Ганс посмотрел на него, улыбнулся, а потом острием ножа сильно ударил по резонатору у основания грифа.
Лезвие пронзило дерево, и Валли вскрикнул от боли.
Довольный такой реакцией, Ганс продолжил всаживать нож в гитару. Поверхность резонатора ослабла, и натянутые струны вырвали гриф с частью искромсанной древесины из корпуса инструмента. Ганс довершил ломку, вскрыв внутреннюю часть, как пустой гроб.
— Никакой пропаганды, — сообщил он. — Поздравляю, за тобой вины нет.
Он отдал разломанную гитару Валли, и тот взял ее.
Сержант с ухмылкой отдал им удостоверения личности.
Каролина взяла Валли за руку и потянула за собой.
— Давай уйдем скорее отсюда, — негромко произнесла она.
Валли позволил увести себя. Он не представлял, куда идет, и не переставая плакал.
Глава четвертая
Джордж Джейкс сел в автобус компании «Грейхаунд» в Атланте, штат Джорджия, в воскресенье 15 мая 1961 года, в День матери.
Ему было страшно.
Мария Саммерс села рядом с ним. Они всегда сидели вместе. Так уж повелось: каждый считал, что незанятое место рядом с Джорджем предназначалось Марии.
Чтобы скрыть нервозность, он завел с ней разговор:
— Так какое впечатление у тебя сложилось о Мартине Лютере Кинге?
Кинг возглавлял Конференцию христианских лидеров Юга, одну из наиболее значительных групп борцов за гражданские права. За день до этого они встречались с ним на ужине в одном из ресторанов Атланты, владельцами которых были негры.
— Он удивительный человек, — сказала Мария.
Джордж не был склонен высказываться столь категорично.
— Он говорил замечательные вещи о рейсе свободы, но его нет среди нас в автобусе.
— Поставь себя на его место, — возразила Мария. — Он лидер различных групп, выступающих за гражданские права. Генерал не может быть рядовым солдатом в каком-нибудь полку.
Джордж не расценивал этот факт с такой точки зрения. Мария — очень рассудительная женщина.

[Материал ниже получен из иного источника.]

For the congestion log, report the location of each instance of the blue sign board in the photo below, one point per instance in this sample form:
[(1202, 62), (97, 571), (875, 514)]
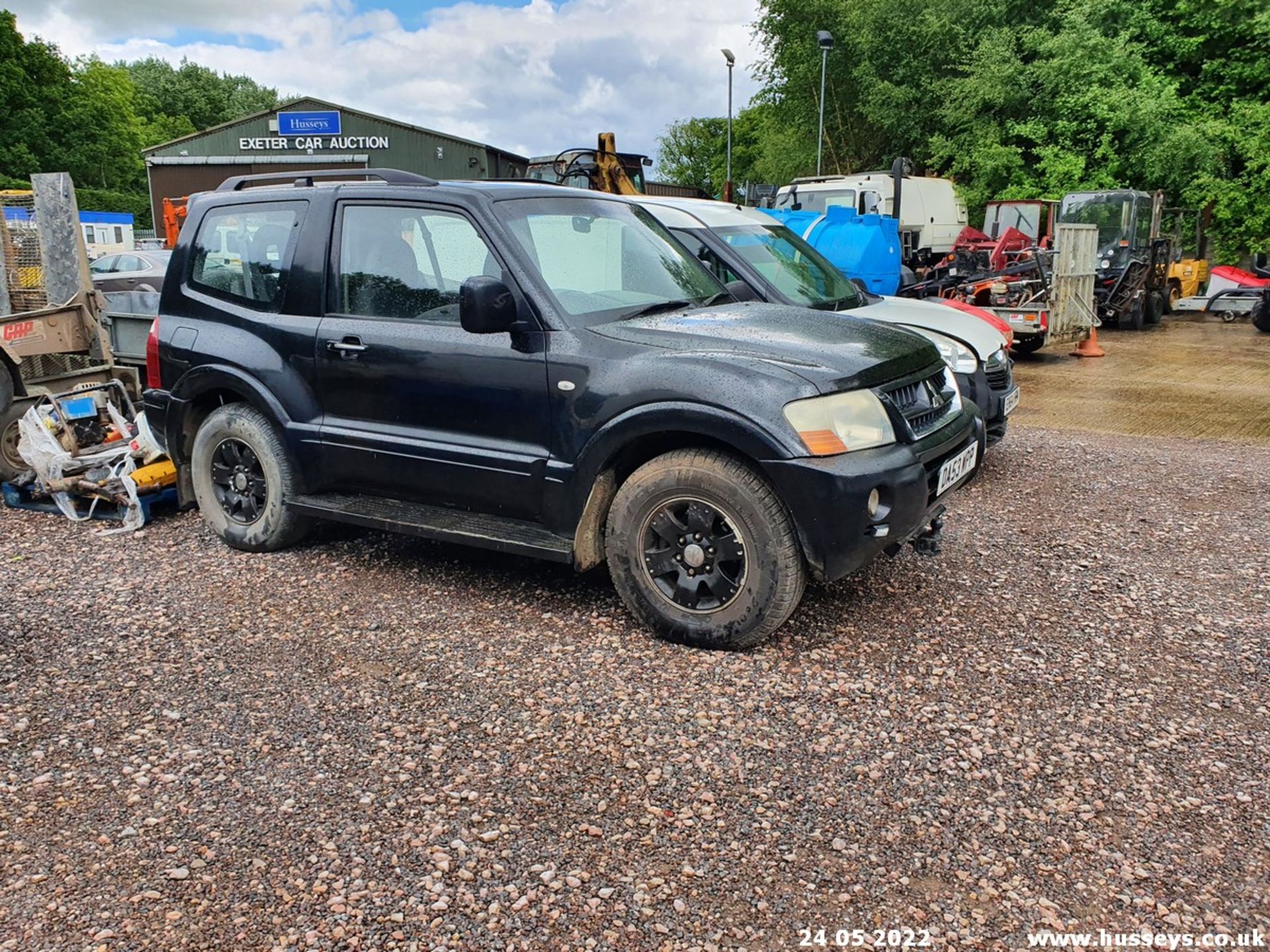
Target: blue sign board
[(309, 124)]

Джорджу она очень понравилась. Он сожалел, что ему не представлялся случай побыть наедине с ней. Люди, в чьих домах участники рейса свободы останавливались, были уважаемые темнокожие граждане, и многие из них — добропорядочные христиане, которым не понравилось бы, чтобы их комнаты для гостей служили местом для обжимания. А Мария, по всей своей привлекательности, сидя рядом с Джорджем, ничего не делала, кроме как разговаривала с ним и смеялась, когда он шутил. Она ни разу не позволила себе ничего такого, что говорит, что женщина хочет большего, чем просто дружеских отношений Она не касалась его локтя, не бралась за руку, предложенную, когда выходила из автобуса, не прижималась к нему в толпе. Она даже могла быть девственницей в свои двадцать пять лет.